Joseph Sabino Mistick: Frank’s Barbershop offered more than a haircut
If you wonder why some Americans are divided and isolated these days, think about all the places like Frank’s Barbershop in New Kensington that are no longer there, places where folks got together for the sake of being together.
Tony Buba, the great independent filmmaker from Braddock, shows us what that was like with “The Barber of New Kensington,” his new short film about the late Frank Costantino, who was still cutting hair at age 96.
Cicero captured part of what went on at Frank’s when he said, “Nihil agere delectat” — it is pleasant to do nothing — acknowledging the simple pleasure of idleness. But Frank’s shop was more than that, much more than just a place to pass the time or get a haircut.
The regulars came every week, sitting along the wall, kibitzing and jibing in that easy way of old friends, as Frank cut hair. Somebody would bring the doughnuts and there was a coffee fund, the subject of a weekly good-natured controversy over who pitched in and who forgot.
There might be a doctor, a lawyer, an educator and an executive, a few retired factory workers and a couple of guys who went away for a while and never talked about what they do now. They were all the same at Frank’s.
And every week, they retold some of the same old lies and caught up on the local scuttlebutt, but mostly they checked in and kept track of each other. They talked about their families and doctors’ visits and the next big game and local politics. That is what it means to belong to a place.
The heart of any community depends on the connections made and nurtured at barbershops, church services, civic clubs, PTA meetings, labor unions and Little League games. These community institutions provide the glue for places that are making it, and towns that are fighting to come back are trying to recreate those places.
In his recent book, “Alienated America: Why Some Places Thrive, Why Others Collapse,” Timothy P. Carney trumpets these connections. In rich towns and poor towns, what matters most is whether the people who live there come together as a “village.”
And where the American Dream appears to be dead, Carney says it is because “much of America has been left abandoned, without the web of human connections and institutions that make the good life possible.”

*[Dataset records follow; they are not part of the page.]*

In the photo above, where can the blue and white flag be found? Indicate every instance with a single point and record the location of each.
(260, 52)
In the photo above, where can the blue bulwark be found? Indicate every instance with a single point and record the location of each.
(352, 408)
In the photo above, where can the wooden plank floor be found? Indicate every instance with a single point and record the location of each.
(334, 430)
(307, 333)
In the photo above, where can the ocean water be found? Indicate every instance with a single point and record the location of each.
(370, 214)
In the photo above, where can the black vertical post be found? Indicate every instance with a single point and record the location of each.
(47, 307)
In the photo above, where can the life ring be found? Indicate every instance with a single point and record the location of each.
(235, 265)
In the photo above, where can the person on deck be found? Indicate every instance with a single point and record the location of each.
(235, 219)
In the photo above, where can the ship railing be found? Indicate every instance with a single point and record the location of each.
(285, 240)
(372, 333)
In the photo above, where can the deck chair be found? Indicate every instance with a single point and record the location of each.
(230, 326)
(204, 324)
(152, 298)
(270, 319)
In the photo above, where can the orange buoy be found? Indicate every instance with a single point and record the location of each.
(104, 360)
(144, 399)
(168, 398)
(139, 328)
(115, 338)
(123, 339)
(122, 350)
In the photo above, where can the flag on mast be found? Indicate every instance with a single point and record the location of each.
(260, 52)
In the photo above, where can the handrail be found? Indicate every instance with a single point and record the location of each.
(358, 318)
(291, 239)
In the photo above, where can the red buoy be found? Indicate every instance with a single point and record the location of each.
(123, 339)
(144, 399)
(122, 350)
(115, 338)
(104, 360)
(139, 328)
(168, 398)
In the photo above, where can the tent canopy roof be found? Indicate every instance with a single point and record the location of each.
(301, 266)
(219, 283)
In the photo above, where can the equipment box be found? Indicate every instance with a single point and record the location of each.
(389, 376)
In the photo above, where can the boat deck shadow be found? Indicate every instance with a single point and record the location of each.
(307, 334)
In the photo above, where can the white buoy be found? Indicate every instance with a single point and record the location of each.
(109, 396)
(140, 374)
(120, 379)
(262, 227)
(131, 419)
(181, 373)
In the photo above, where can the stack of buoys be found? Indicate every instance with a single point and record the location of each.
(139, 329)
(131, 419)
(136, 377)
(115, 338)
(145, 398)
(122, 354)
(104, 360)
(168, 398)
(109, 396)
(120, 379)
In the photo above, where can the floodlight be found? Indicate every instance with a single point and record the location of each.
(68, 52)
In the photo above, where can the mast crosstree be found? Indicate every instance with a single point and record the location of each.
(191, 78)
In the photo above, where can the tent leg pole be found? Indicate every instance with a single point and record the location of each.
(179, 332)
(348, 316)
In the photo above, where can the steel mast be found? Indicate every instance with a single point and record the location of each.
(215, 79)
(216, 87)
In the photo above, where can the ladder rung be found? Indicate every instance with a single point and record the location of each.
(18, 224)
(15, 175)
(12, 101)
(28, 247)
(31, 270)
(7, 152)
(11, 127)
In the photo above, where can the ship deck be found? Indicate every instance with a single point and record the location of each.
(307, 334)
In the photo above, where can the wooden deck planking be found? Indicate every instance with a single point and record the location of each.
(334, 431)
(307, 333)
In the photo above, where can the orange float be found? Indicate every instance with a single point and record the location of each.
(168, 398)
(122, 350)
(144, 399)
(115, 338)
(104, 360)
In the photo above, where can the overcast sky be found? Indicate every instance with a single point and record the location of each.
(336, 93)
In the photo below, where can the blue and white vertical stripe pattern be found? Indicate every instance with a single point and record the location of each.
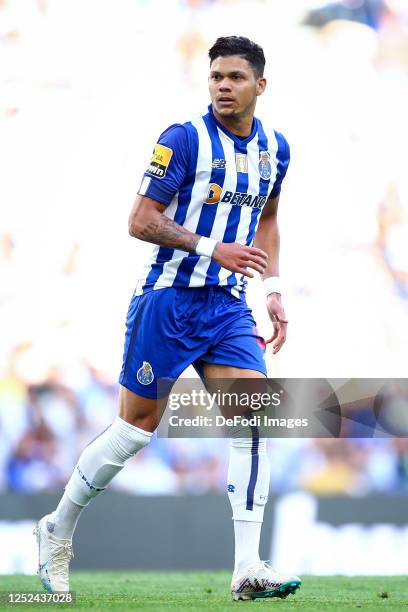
(214, 162)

Tony Buba’s films show us what those human connections look like. Tony has done it all in filmmaking, from acting in George Romero’s movies to creating his award-winning series of “Braddock Films,” which chronicles the struggles of our old mill town, its rich past and the people who are still there and who will not give up.
While Tony’s films are often about desperate places, they are not stories of despair. Even towns that have hit a rough patch can be communities or villages, as long as they have people who believe in themselves, look out for each other and help where they can in that quiet neighborly way.
It was that way at Frank’s Barbershop. Every Saturday.